When the National Institutes of Health and biotechnology company Moderna released initial promising results of a vaccine for COVID-19, biochemist Nicole Woitowich read the study with disappointment.
The research, published in the New England Journal of Medicine in mid-July, had a glaring oversight, she said. While both men and women participated in the trial, the data related to adverse drug effects were not analyzed by sex. This means the clinical community right now has no way of knowing if men or women responded differently to various vaccine dosages.
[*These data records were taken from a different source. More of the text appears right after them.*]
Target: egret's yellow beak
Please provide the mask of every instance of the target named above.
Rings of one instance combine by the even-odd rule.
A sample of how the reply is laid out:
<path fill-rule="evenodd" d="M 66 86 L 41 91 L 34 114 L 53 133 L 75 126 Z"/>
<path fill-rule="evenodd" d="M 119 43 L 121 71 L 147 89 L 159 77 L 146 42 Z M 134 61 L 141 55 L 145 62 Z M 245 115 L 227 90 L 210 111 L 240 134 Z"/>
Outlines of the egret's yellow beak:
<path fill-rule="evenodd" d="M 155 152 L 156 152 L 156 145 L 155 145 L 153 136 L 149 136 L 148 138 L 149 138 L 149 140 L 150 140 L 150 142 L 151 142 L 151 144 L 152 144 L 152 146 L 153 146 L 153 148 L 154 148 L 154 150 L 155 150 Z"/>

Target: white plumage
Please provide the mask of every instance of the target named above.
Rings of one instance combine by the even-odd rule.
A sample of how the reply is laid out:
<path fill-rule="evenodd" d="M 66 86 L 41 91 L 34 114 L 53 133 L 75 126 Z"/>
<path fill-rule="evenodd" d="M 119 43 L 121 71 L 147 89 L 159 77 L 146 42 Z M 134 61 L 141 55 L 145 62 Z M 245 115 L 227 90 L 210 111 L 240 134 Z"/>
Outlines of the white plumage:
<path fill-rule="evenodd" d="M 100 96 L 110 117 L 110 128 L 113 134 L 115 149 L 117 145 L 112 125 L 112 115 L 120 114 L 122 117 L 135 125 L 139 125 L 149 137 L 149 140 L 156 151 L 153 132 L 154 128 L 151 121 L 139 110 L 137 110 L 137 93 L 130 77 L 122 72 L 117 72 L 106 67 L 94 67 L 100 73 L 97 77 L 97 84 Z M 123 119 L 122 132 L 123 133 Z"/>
The adverse effects from the experimental vaccine were mild or moderate and included chills, nausea and fever.
The NIH along with HHS’ Office of Biomedical Advanced Research and Development Authority are funding the Moderna trial. The other major vaccine trial underway in the U.S. from drugmaker Pfizer and biotechnology company BioNTech also hasn’t analyzed data by sex in their published results, although the findings haven’t been peer-reviewed yet.
Woitowich, associate director of the Women’s Health Research Institute at Northwestern University in Chicago, said the absence of analysis by sex in the COVID-19 vaccine trials thus far is concerning as there are high hopes for an effective vaccine that can be brought to market quickly.
“If we are going to be developing treatments and vaccines that will be given to the global population, then it’s important that these experiments driving these treatments and vaccines are rigorous, and they are analyzing and reporting the data by sex. We know there are sex differences,” Woitowich said.
Men are more likely to die from coronavirus-related symptoms and suffer negative outcomes compared with women. There are also studies finding women respond better to influenza vaccines and have a stronger immune response. Understanding how men and women respond to the COVID-19 vaccine will be critical to determining the appropriate dosages and ways to avoid adverse effects.
“I don’t want to make this a women’s health issue—it benefits all people if we analyze data by sex,” Woitowich said.
In an email, the NIH’s National Institute of Allergy and Infectious Diseases said the initial results released in the New England Journal of Medicine represent phase one of the trial, which had only 45 participants, and “was not designed to understand differences among sexes” but rather how the participants who met the inclusion criteria responded to the vaccine.